Gilbert: Ach, ze waren zo trots. Ik ben opgegroeid in een rijke stad in Connecticut. Erg chic, tussen luitjes die naar de countryclub gaan, tennissen en zeilen. Zij deden dingen die wij niet deden. Wij waren niet fancy. Wij waren niet rijk. Na mijn memoires vertelde mijn moeder: ‘Tegenwoordig spreken vrouwen me aan op straat: How is Lizzzzzz? Ik zag Liz bij Oprah! Kom je naar ons kerstfeest?’ Mijn moeder denkt dan: is het niet bij je opgekomen dat je me in de veertig jaar hiervoor nooit thuis hebt uitgenodigd? Ze geeft die vrouwen niet wat ze verdienen: de middelvinger. Maar ik denk wel dat mijn moeder ervan geniet.

Spreekt u uw ex-man nog weleens?

Gilbert: Nee-nee-nee-nee.

Het moet bizar voor hem zijn geweest dat hij voorkwam in een boek dat zo’n hype werd.

Gilbert: Maar ik heb hem met weinig intimiteit beschreven. Geen naam genoemd, geen beroep. Hij is een soort schaduw. Ik heb hem niet door de modder gehaald. Naar mijn gevoel heb ik mijn ex zo veel mogelijk beschermd. (verheft haar stem) Niet dat hij het verdiende, dat kan ik je wel vertellen. En dat is alles wat ik erover ga zeggen. Maar het was een erg nare, bittere scheiding, en ik was ontzettend opgelucht om van hem af te zijn.

Als reactie op Eat, Pray, Love werd een mannelijke satire uitgebracht, over de zoektocht van een gescheiden man in Ierland, Las Vegas en Thailand…

Gilbert:Play, Drink… eh… Drink, Play, Fuck, heet het, geloof ik. Hilarisch. Geweldig.

Uw memoires zijn een cultboek geworden. Wat u ook schrijft, het zal nooit meer zoveel aandacht trekken.

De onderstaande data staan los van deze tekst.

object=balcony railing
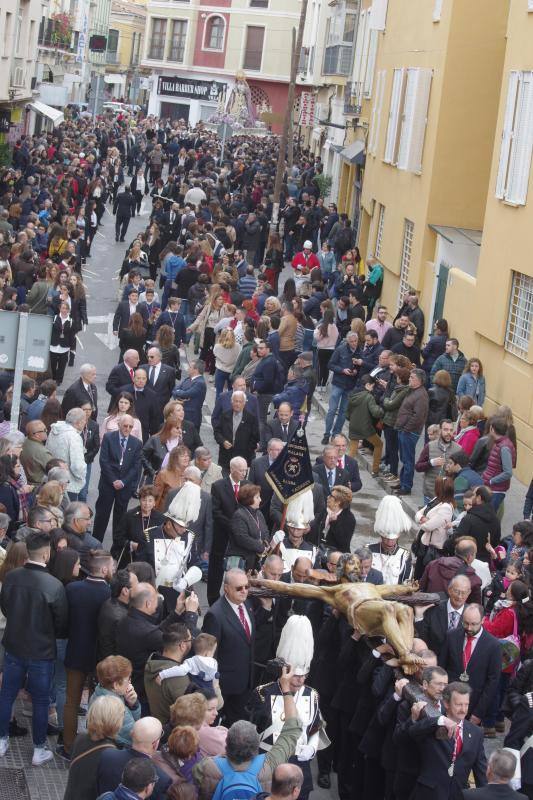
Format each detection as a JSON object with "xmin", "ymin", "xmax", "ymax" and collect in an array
[
  {"xmin": 10, "ymin": 58, "xmax": 28, "ymax": 90},
  {"xmin": 343, "ymin": 83, "xmax": 361, "ymax": 114},
  {"xmin": 322, "ymin": 44, "xmax": 353, "ymax": 77},
  {"xmin": 38, "ymin": 21, "xmax": 74, "ymax": 51},
  {"xmin": 106, "ymin": 51, "xmax": 119, "ymax": 64}
]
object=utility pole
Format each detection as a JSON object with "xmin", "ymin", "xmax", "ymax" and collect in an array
[
  {"xmin": 287, "ymin": 27, "xmax": 296, "ymax": 171},
  {"xmin": 270, "ymin": 0, "xmax": 308, "ymax": 232}
]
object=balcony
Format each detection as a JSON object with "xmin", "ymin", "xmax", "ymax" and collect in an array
[
  {"xmin": 343, "ymin": 83, "xmax": 361, "ymax": 115},
  {"xmin": 38, "ymin": 19, "xmax": 74, "ymax": 52},
  {"xmin": 322, "ymin": 44, "xmax": 353, "ymax": 77},
  {"xmin": 10, "ymin": 58, "xmax": 28, "ymax": 91}
]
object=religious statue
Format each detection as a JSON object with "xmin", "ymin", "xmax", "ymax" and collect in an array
[
  {"xmin": 225, "ymin": 70, "xmax": 257, "ymax": 128},
  {"xmin": 251, "ymin": 553, "xmax": 438, "ymax": 675}
]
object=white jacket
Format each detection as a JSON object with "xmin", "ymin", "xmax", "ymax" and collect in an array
[
  {"xmin": 415, "ymin": 501, "xmax": 454, "ymax": 551},
  {"xmin": 47, "ymin": 421, "xmax": 87, "ymax": 493}
]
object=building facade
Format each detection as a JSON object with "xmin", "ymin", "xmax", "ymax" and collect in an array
[
  {"xmin": 141, "ymin": 0, "xmax": 300, "ymax": 130},
  {"xmin": 104, "ymin": 0, "xmax": 148, "ymax": 103}
]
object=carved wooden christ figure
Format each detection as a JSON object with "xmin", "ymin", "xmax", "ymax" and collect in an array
[{"xmin": 251, "ymin": 553, "xmax": 429, "ymax": 675}]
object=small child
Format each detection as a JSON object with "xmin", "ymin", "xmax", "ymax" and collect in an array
[
  {"xmin": 157, "ymin": 633, "xmax": 218, "ymax": 691},
  {"xmin": 484, "ymin": 561, "xmax": 523, "ymax": 614},
  {"xmin": 427, "ymin": 424, "xmax": 440, "ymax": 442}
]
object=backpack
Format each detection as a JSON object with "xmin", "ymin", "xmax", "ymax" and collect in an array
[{"xmin": 211, "ymin": 754, "xmax": 266, "ymax": 800}]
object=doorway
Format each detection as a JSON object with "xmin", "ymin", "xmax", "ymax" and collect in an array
[
  {"xmin": 432, "ymin": 263, "xmax": 449, "ymax": 326},
  {"xmin": 160, "ymin": 102, "xmax": 189, "ymax": 122}
]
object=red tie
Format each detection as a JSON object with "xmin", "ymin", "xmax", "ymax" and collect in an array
[
  {"xmin": 233, "ymin": 483, "xmax": 239, "ymax": 500},
  {"xmin": 463, "ymin": 636, "xmax": 473, "ymax": 671},
  {"xmin": 238, "ymin": 604, "xmax": 251, "ymax": 641},
  {"xmin": 129, "ymin": 368, "xmax": 134, "ymax": 381},
  {"xmin": 337, "ymin": 459, "xmax": 342, "ymax": 469},
  {"xmin": 454, "ymin": 725, "xmax": 463, "ymax": 757}
]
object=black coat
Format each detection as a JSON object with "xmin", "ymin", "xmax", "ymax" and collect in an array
[
  {"xmin": 213, "ymin": 408, "xmax": 260, "ymax": 469},
  {"xmin": 316, "ymin": 453, "xmax": 362, "ymax": 494},
  {"xmin": 139, "ymin": 362, "xmax": 176, "ymax": 411},
  {"xmin": 118, "ymin": 384, "xmax": 161, "ymax": 442},
  {"xmin": 50, "ymin": 315, "xmax": 76, "ymax": 350},
  {"xmin": 98, "ymin": 431, "xmax": 143, "ymax": 495},
  {"xmin": 97, "ymin": 597, "xmax": 128, "ymax": 661},
  {"xmin": 408, "ymin": 716, "xmax": 487, "ymax": 800},
  {"xmin": 105, "ymin": 362, "xmax": 135, "ymax": 403},
  {"xmin": 82, "ymin": 419, "xmax": 100, "ymax": 464},
  {"xmin": 112, "ymin": 301, "xmax": 148, "ymax": 334},
  {"xmin": 226, "ymin": 506, "xmax": 269, "ymax": 570},
  {"xmin": 264, "ymin": 417, "xmax": 298, "ymax": 448},
  {"xmin": 211, "ymin": 477, "xmax": 250, "ymax": 538},
  {"xmin": 439, "ymin": 627, "xmax": 501, "ymax": 720},
  {"xmin": 427, "ymin": 385, "xmax": 456, "ymax": 426},
  {"xmin": 324, "ymin": 506, "xmax": 356, "ymax": 552},
  {"xmin": 415, "ymin": 600, "xmax": 462, "ymax": 658},
  {"xmin": 454, "ymin": 503, "xmax": 501, "ymax": 563},
  {"xmin": 202, "ymin": 596, "xmax": 255, "ymax": 696},
  {"xmin": 64, "ymin": 578, "xmax": 111, "ymax": 672},
  {"xmin": 113, "ymin": 189, "xmax": 136, "ymax": 219},
  {"xmin": 248, "ymin": 454, "xmax": 275, "ymax": 525},
  {"xmin": 312, "ymin": 463, "xmax": 351, "ymax": 497},
  {"xmin": 112, "ymin": 505, "xmax": 166, "ymax": 562},
  {"xmin": 61, "ymin": 378, "xmax": 98, "ymax": 420},
  {"xmin": 463, "ymin": 786, "xmax": 524, "ymax": 800}
]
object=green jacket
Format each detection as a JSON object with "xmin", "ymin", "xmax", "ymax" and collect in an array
[
  {"xmin": 382, "ymin": 385, "xmax": 411, "ymax": 427},
  {"xmin": 231, "ymin": 341, "xmax": 254, "ymax": 380},
  {"xmin": 346, "ymin": 390, "xmax": 383, "ymax": 439}
]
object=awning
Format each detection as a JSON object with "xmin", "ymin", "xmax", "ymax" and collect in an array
[
  {"xmin": 340, "ymin": 139, "xmax": 365, "ymax": 163},
  {"xmin": 104, "ymin": 74, "xmax": 126, "ymax": 87},
  {"xmin": 29, "ymin": 101, "xmax": 64, "ymax": 127},
  {"xmin": 325, "ymin": 140, "xmax": 343, "ymax": 152},
  {"xmin": 428, "ymin": 225, "xmax": 482, "ymax": 246}
]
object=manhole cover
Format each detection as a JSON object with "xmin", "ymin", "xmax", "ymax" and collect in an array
[{"xmin": 0, "ymin": 768, "xmax": 30, "ymax": 799}]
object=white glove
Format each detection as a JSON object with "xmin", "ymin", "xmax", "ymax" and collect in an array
[
  {"xmin": 295, "ymin": 744, "xmax": 315, "ymax": 762},
  {"xmin": 272, "ymin": 530, "xmax": 285, "ymax": 546},
  {"xmin": 526, "ymin": 692, "xmax": 533, "ymax": 708}
]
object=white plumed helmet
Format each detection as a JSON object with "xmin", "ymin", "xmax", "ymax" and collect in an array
[
  {"xmin": 285, "ymin": 489, "xmax": 314, "ymax": 530},
  {"xmin": 276, "ymin": 615, "xmax": 314, "ymax": 676},
  {"xmin": 164, "ymin": 482, "xmax": 201, "ymax": 527},
  {"xmin": 374, "ymin": 495, "xmax": 412, "ymax": 540}
]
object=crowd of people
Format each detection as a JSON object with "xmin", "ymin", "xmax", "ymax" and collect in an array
[{"xmin": 0, "ymin": 107, "xmax": 531, "ymax": 800}]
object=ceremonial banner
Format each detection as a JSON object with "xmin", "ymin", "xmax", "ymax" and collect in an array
[{"xmin": 265, "ymin": 426, "xmax": 314, "ymax": 503}]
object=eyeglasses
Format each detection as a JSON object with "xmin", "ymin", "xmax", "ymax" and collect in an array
[{"xmin": 122, "ymin": 424, "xmax": 134, "ymax": 429}]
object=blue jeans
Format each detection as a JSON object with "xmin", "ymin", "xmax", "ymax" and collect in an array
[
  {"xmin": 78, "ymin": 463, "xmax": 92, "ymax": 503},
  {"xmin": 383, "ymin": 425, "xmax": 399, "ymax": 476},
  {"xmin": 0, "ymin": 652, "xmax": 54, "ymax": 746},
  {"xmin": 398, "ymin": 430, "xmax": 420, "ymax": 491},
  {"xmin": 491, "ymin": 491, "xmax": 506, "ymax": 512},
  {"xmin": 53, "ymin": 639, "xmax": 67, "ymax": 728},
  {"xmin": 214, "ymin": 369, "xmax": 231, "ymax": 398},
  {"xmin": 325, "ymin": 384, "xmax": 349, "ymax": 437}
]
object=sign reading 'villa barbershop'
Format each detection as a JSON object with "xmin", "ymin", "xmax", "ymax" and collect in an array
[{"xmin": 157, "ymin": 76, "xmax": 226, "ymax": 101}]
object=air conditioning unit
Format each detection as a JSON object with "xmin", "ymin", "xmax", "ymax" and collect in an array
[{"xmin": 11, "ymin": 67, "xmax": 26, "ymax": 88}]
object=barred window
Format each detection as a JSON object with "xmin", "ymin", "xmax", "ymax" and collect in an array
[
  {"xmin": 375, "ymin": 204, "xmax": 385, "ymax": 259},
  {"xmin": 505, "ymin": 271, "xmax": 533, "ymax": 357}
]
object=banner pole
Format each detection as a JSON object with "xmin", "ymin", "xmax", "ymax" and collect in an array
[{"xmin": 279, "ymin": 503, "xmax": 288, "ymax": 531}]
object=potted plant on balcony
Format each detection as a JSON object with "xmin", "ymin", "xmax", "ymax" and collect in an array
[{"xmin": 50, "ymin": 13, "xmax": 73, "ymax": 49}]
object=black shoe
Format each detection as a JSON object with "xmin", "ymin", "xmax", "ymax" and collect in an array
[
  {"xmin": 393, "ymin": 488, "xmax": 411, "ymax": 496},
  {"xmin": 47, "ymin": 722, "xmax": 61, "ymax": 736},
  {"xmin": 55, "ymin": 744, "xmax": 71, "ymax": 762},
  {"xmin": 317, "ymin": 773, "xmax": 331, "ymax": 789},
  {"xmin": 120, "ymin": 238, "xmax": 125, "ymax": 242},
  {"xmin": 9, "ymin": 719, "xmax": 28, "ymax": 737},
  {"xmin": 115, "ymin": 236, "xmax": 119, "ymax": 242},
  {"xmin": 321, "ymin": 435, "xmax": 330, "ymax": 445}
]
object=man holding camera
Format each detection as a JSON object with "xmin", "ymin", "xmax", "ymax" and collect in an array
[{"xmin": 322, "ymin": 332, "xmax": 362, "ymax": 445}]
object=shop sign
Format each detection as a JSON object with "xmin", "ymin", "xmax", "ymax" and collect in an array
[{"xmin": 157, "ymin": 76, "xmax": 226, "ymax": 101}]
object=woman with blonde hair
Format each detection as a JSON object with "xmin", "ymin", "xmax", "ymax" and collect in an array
[
  {"xmin": 188, "ymin": 291, "xmax": 225, "ymax": 375},
  {"xmin": 350, "ymin": 317, "xmax": 366, "ymax": 344},
  {"xmin": 154, "ymin": 445, "xmax": 191, "ymax": 510},
  {"xmin": 36, "ymin": 480, "xmax": 63, "ymax": 513},
  {"xmin": 213, "ymin": 328, "xmax": 241, "ymax": 398},
  {"xmin": 63, "ymin": 695, "xmax": 125, "ymax": 800}
]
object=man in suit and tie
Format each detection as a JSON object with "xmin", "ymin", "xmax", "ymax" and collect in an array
[
  {"xmin": 249, "ymin": 438, "xmax": 284, "ymax": 529},
  {"xmin": 194, "ymin": 446, "xmax": 222, "ymax": 493},
  {"xmin": 213, "ymin": 391, "xmax": 260, "ymax": 472},
  {"xmin": 463, "ymin": 749, "xmax": 522, "ymax": 800},
  {"xmin": 249, "ymin": 554, "xmax": 285, "ymax": 686},
  {"xmin": 118, "ymin": 369, "xmax": 160, "ymax": 443},
  {"xmin": 439, "ymin": 604, "xmax": 501, "ymax": 726},
  {"xmin": 407, "ymin": 681, "xmax": 487, "ymax": 800},
  {"xmin": 141, "ymin": 346, "xmax": 176, "ymax": 415},
  {"xmin": 93, "ymin": 415, "xmax": 143, "ymax": 542},
  {"xmin": 112, "ymin": 290, "xmax": 148, "ymax": 336},
  {"xmin": 415, "ymin": 574, "xmax": 471, "ymax": 658},
  {"xmin": 172, "ymin": 360, "xmax": 207, "ymax": 430},
  {"xmin": 61, "ymin": 363, "xmax": 98, "ymax": 421},
  {"xmin": 202, "ymin": 568, "xmax": 256, "ymax": 725},
  {"xmin": 313, "ymin": 444, "xmax": 351, "ymax": 497},
  {"xmin": 211, "ymin": 376, "xmax": 260, "ymax": 428},
  {"xmin": 354, "ymin": 547, "xmax": 384, "ymax": 584},
  {"xmin": 207, "ymin": 458, "xmax": 249, "ymax": 606},
  {"xmin": 331, "ymin": 434, "xmax": 363, "ymax": 493},
  {"xmin": 264, "ymin": 402, "xmax": 298, "ymax": 451},
  {"xmin": 105, "ymin": 350, "xmax": 140, "ymax": 406}
]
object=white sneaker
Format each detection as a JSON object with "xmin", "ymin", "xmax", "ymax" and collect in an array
[
  {"xmin": 0, "ymin": 737, "xmax": 9, "ymax": 757},
  {"xmin": 32, "ymin": 745, "xmax": 53, "ymax": 766}
]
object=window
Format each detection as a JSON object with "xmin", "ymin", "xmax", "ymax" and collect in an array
[
  {"xmin": 363, "ymin": 30, "xmax": 378, "ymax": 98},
  {"xmin": 433, "ymin": 0, "xmax": 443, "ymax": 21},
  {"xmin": 505, "ymin": 271, "xmax": 533, "ymax": 357},
  {"xmin": 4, "ymin": 13, "xmax": 13, "ymax": 53},
  {"xmin": 369, "ymin": 0, "xmax": 388, "ymax": 31},
  {"xmin": 383, "ymin": 67, "xmax": 432, "ymax": 173},
  {"xmin": 205, "ymin": 15, "xmax": 224, "ymax": 50},
  {"xmin": 106, "ymin": 29, "xmax": 119, "ymax": 63},
  {"xmin": 243, "ymin": 26, "xmax": 264, "ymax": 70},
  {"xmin": 250, "ymin": 0, "xmax": 269, "ymax": 6},
  {"xmin": 529, "ymin": 0, "xmax": 533, "ymax": 10},
  {"xmin": 496, "ymin": 71, "xmax": 533, "ymax": 206},
  {"xmin": 322, "ymin": 11, "xmax": 356, "ymax": 77},
  {"xmin": 148, "ymin": 18, "xmax": 166, "ymax": 59},
  {"xmin": 28, "ymin": 20, "xmax": 35, "ymax": 57},
  {"xmin": 375, "ymin": 204, "xmax": 385, "ymax": 259},
  {"xmin": 368, "ymin": 70, "xmax": 385, "ymax": 155},
  {"xmin": 168, "ymin": 19, "xmax": 187, "ymax": 61},
  {"xmin": 398, "ymin": 220, "xmax": 414, "ymax": 306}
]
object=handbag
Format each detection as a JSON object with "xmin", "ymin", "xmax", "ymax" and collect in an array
[{"xmin": 500, "ymin": 609, "xmax": 521, "ymax": 672}]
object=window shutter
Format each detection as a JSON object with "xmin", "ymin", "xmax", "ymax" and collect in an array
[
  {"xmin": 433, "ymin": 0, "xmax": 443, "ymax": 21},
  {"xmin": 369, "ymin": 0, "xmax": 388, "ymax": 30},
  {"xmin": 364, "ymin": 30, "xmax": 378, "ymax": 98},
  {"xmin": 358, "ymin": 11, "xmax": 371, "ymax": 104},
  {"xmin": 369, "ymin": 69, "xmax": 385, "ymax": 155},
  {"xmin": 352, "ymin": 9, "xmax": 367, "ymax": 102},
  {"xmin": 384, "ymin": 68, "xmax": 403, "ymax": 163},
  {"xmin": 397, "ymin": 68, "xmax": 432, "ymax": 173},
  {"xmin": 496, "ymin": 71, "xmax": 519, "ymax": 199},
  {"xmin": 506, "ymin": 72, "xmax": 533, "ymax": 205}
]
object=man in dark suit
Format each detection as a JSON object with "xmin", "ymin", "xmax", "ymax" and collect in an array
[
  {"xmin": 264, "ymin": 401, "xmax": 298, "ymax": 451},
  {"xmin": 415, "ymin": 574, "xmax": 470, "ymax": 658},
  {"xmin": 331, "ymin": 433, "xmax": 363, "ymax": 493},
  {"xmin": 105, "ymin": 349, "xmax": 140, "ymax": 406},
  {"xmin": 212, "ymin": 391, "xmax": 260, "ymax": 471},
  {"xmin": 202, "ymin": 567, "xmax": 255, "ymax": 725},
  {"xmin": 118, "ymin": 369, "xmax": 160, "ymax": 442},
  {"xmin": 61, "ymin": 363, "xmax": 98, "ymax": 421},
  {"xmin": 113, "ymin": 184, "xmax": 136, "ymax": 242},
  {"xmin": 172, "ymin": 360, "xmax": 207, "ymax": 430},
  {"xmin": 207, "ymin": 459, "xmax": 250, "ymax": 606},
  {"xmin": 248, "ymin": 438, "xmax": 284, "ymax": 528},
  {"xmin": 141, "ymin": 346, "xmax": 176, "ymax": 414},
  {"xmin": 463, "ymin": 749, "xmax": 522, "ymax": 800},
  {"xmin": 112, "ymin": 289, "xmax": 148, "ymax": 335},
  {"xmin": 439, "ymin": 604, "xmax": 501, "ymax": 725},
  {"xmin": 354, "ymin": 547, "xmax": 384, "ymax": 584},
  {"xmin": 407, "ymin": 681, "xmax": 487, "ymax": 800},
  {"xmin": 92, "ymin": 415, "xmax": 143, "ymax": 542},
  {"xmin": 211, "ymin": 376, "xmax": 260, "ymax": 428},
  {"xmin": 313, "ymin": 444, "xmax": 351, "ymax": 497}
]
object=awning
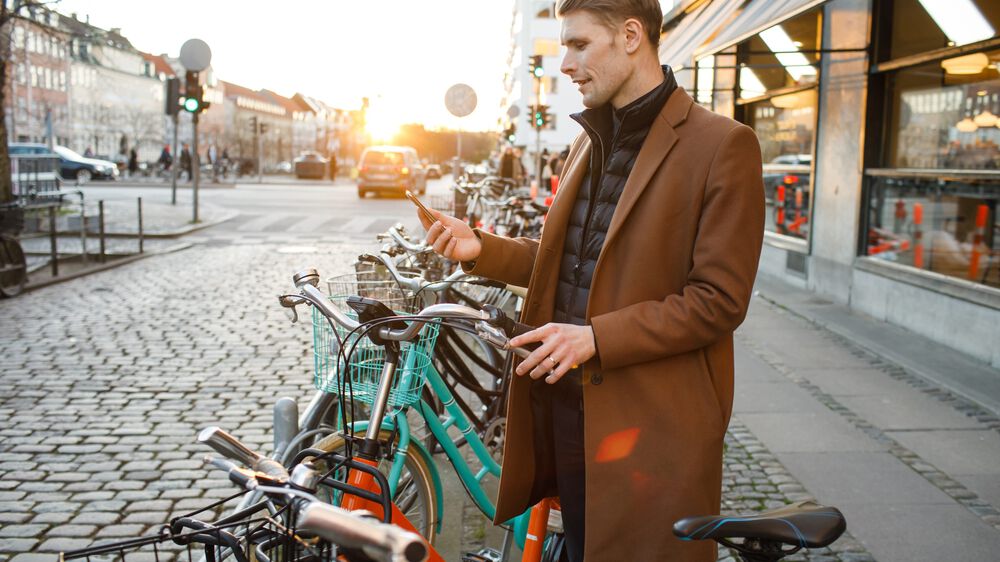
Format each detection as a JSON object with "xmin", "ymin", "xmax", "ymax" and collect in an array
[
  {"xmin": 658, "ymin": 0, "xmax": 745, "ymax": 72},
  {"xmin": 697, "ymin": 0, "xmax": 829, "ymax": 57}
]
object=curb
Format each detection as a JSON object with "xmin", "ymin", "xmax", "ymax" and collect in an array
[
  {"xmin": 22, "ymin": 242, "xmax": 194, "ymax": 293},
  {"xmin": 48, "ymin": 210, "xmax": 240, "ymax": 239}
]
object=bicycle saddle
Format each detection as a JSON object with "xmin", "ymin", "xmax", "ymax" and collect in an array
[{"xmin": 673, "ymin": 501, "xmax": 845, "ymax": 549}]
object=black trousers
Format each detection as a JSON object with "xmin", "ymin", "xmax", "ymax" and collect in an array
[{"xmin": 531, "ymin": 372, "xmax": 586, "ymax": 562}]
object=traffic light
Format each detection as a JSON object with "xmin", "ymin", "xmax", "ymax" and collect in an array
[
  {"xmin": 248, "ymin": 116, "xmax": 257, "ymax": 133},
  {"xmin": 182, "ymin": 71, "xmax": 208, "ymax": 114},
  {"xmin": 259, "ymin": 122, "xmax": 268, "ymax": 135},
  {"xmin": 165, "ymin": 77, "xmax": 180, "ymax": 116},
  {"xmin": 504, "ymin": 123, "xmax": 517, "ymax": 143},
  {"xmin": 533, "ymin": 105, "xmax": 549, "ymax": 129},
  {"xmin": 528, "ymin": 55, "xmax": 544, "ymax": 78}
]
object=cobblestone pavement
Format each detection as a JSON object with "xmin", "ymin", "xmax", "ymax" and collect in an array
[
  {"xmin": 0, "ymin": 243, "xmax": 360, "ymax": 559},
  {"xmin": 1, "ymin": 241, "xmax": 883, "ymax": 561}
]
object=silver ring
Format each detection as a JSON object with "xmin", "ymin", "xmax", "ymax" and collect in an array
[{"xmin": 547, "ymin": 356, "xmax": 557, "ymax": 367}]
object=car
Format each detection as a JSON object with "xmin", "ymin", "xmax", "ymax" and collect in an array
[
  {"xmin": 10, "ymin": 143, "xmax": 119, "ymax": 183},
  {"xmin": 293, "ymin": 152, "xmax": 329, "ymax": 179},
  {"xmin": 425, "ymin": 164, "xmax": 442, "ymax": 179},
  {"xmin": 357, "ymin": 146, "xmax": 427, "ymax": 198}
]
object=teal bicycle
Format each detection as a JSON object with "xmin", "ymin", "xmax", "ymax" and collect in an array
[{"xmin": 280, "ymin": 267, "xmax": 559, "ymax": 561}]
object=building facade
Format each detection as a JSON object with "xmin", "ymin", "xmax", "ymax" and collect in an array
[
  {"xmin": 660, "ymin": 0, "xmax": 1000, "ymax": 368},
  {"xmin": 503, "ymin": 0, "xmax": 581, "ymax": 167},
  {"xmin": 4, "ymin": 8, "xmax": 71, "ymax": 147}
]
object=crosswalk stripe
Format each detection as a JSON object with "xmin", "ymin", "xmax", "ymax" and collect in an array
[{"xmin": 236, "ymin": 214, "xmax": 291, "ymax": 232}]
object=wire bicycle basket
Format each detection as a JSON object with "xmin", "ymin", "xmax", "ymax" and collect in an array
[{"xmin": 313, "ymin": 266, "xmax": 440, "ymax": 408}]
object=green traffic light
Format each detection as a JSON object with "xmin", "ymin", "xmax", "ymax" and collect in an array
[
  {"xmin": 183, "ymin": 97, "xmax": 201, "ymax": 113},
  {"xmin": 533, "ymin": 66, "xmax": 544, "ymax": 78}
]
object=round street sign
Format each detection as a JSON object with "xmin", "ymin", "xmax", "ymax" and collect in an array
[
  {"xmin": 507, "ymin": 105, "xmax": 520, "ymax": 119},
  {"xmin": 445, "ymin": 84, "xmax": 477, "ymax": 118},
  {"xmin": 180, "ymin": 39, "xmax": 212, "ymax": 72}
]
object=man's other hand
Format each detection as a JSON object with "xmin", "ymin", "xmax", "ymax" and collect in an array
[
  {"xmin": 421, "ymin": 209, "xmax": 482, "ymax": 263},
  {"xmin": 511, "ymin": 323, "xmax": 596, "ymax": 384}
]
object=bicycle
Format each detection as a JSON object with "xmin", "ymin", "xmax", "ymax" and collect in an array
[
  {"xmin": 281, "ymin": 267, "xmax": 568, "ymax": 561},
  {"xmin": 0, "ymin": 203, "xmax": 28, "ymax": 298},
  {"xmin": 60, "ymin": 427, "xmax": 428, "ymax": 562}
]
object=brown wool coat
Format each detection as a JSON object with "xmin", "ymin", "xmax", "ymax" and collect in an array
[{"xmin": 468, "ymin": 88, "xmax": 765, "ymax": 561}]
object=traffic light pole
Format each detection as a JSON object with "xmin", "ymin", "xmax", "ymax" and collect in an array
[
  {"xmin": 257, "ymin": 123, "xmax": 263, "ymax": 184},
  {"xmin": 192, "ymin": 110, "xmax": 200, "ymax": 223},
  {"xmin": 170, "ymin": 112, "xmax": 179, "ymax": 205}
]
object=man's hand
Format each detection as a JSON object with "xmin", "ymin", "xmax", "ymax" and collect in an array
[
  {"xmin": 511, "ymin": 323, "xmax": 596, "ymax": 384},
  {"xmin": 420, "ymin": 208, "xmax": 482, "ymax": 263}
]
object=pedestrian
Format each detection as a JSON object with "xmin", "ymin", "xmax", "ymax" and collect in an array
[
  {"xmin": 180, "ymin": 143, "xmax": 192, "ymax": 182},
  {"xmin": 540, "ymin": 148, "xmax": 552, "ymax": 191},
  {"xmin": 128, "ymin": 147, "xmax": 138, "ymax": 177},
  {"xmin": 328, "ymin": 152, "xmax": 338, "ymax": 180},
  {"xmin": 207, "ymin": 144, "xmax": 219, "ymax": 182},
  {"xmin": 499, "ymin": 146, "xmax": 516, "ymax": 180},
  {"xmin": 84, "ymin": 146, "xmax": 94, "ymax": 157},
  {"xmin": 418, "ymin": 1, "xmax": 764, "ymax": 560},
  {"xmin": 513, "ymin": 147, "xmax": 526, "ymax": 185},
  {"xmin": 157, "ymin": 145, "xmax": 173, "ymax": 173}
]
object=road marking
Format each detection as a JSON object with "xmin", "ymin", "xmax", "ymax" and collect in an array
[
  {"xmin": 236, "ymin": 214, "xmax": 292, "ymax": 232},
  {"xmin": 286, "ymin": 215, "xmax": 337, "ymax": 233}
]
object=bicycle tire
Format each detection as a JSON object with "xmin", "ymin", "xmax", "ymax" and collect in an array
[
  {"xmin": 310, "ymin": 429, "xmax": 439, "ymax": 545},
  {"xmin": 423, "ymin": 331, "xmax": 505, "ymax": 455},
  {"xmin": 0, "ymin": 235, "xmax": 27, "ymax": 298}
]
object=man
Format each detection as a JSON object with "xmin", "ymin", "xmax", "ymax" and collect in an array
[
  {"xmin": 180, "ymin": 143, "xmax": 192, "ymax": 182},
  {"xmin": 420, "ymin": 1, "xmax": 763, "ymax": 559}
]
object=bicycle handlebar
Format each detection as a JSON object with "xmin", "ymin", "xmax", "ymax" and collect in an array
[
  {"xmin": 198, "ymin": 426, "xmax": 290, "ymax": 482},
  {"xmin": 200, "ymin": 430, "xmax": 428, "ymax": 562}
]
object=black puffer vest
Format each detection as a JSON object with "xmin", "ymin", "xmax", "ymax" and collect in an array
[{"xmin": 552, "ymin": 66, "xmax": 677, "ymax": 329}]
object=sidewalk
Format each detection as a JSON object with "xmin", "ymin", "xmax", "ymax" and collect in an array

Gilbert: Dat hoeft ook niet. Ik hoef niet weer tien miljoen boeken te verkopen. Zo’n streven zou ik mezelf ook nooit aandoen.

Laat het los – dat is uw levensinstelling, niet?

Gilbert: Laat het gaan, ja. Wat gebeurt, gebeurt. Ik weet dat mijn laatste boek goed is. Het speciale gevoel: hier heb ik echt iets mee in handen. Ik ben gek op dat boek en kan niet wachten om het naar buiten te brengen. Het is dezelfde opwinding die ik had toen ik 10 was en fotokopieën maakte van de toneelstukjes die ik schreef. Om iedereen te laten zien: kijk eens wat ik heb geschreven! Al zal iedereen me de rest van mijn leven vragen blijven stellen over Eat, Pray, Love

Het spijt me.

Gilbert: Hoezo? Dat is je job. En de dag dat me niet meer wordt gevraagd naar dat boek is de dag dat ik er geen royalty’s meer mee verdien.

Elizabeth Gilbert, Het hart van alle dingen, Cargo, 624 blz.

DOOR STEFFIE KOUTERS

‘Als je schrijft over de zoektocht van een man kom je in aanmerking voor grote prijzen. Als je schrijft over de reis van een vrouw noemen ze het chicklit.’

‘Je hebt de geboren moeders, je hebt de geboren tantes, en je hebt vrouwen die niet eens in de buurt van een kind zouden mogen komen. Ik ben de tante.’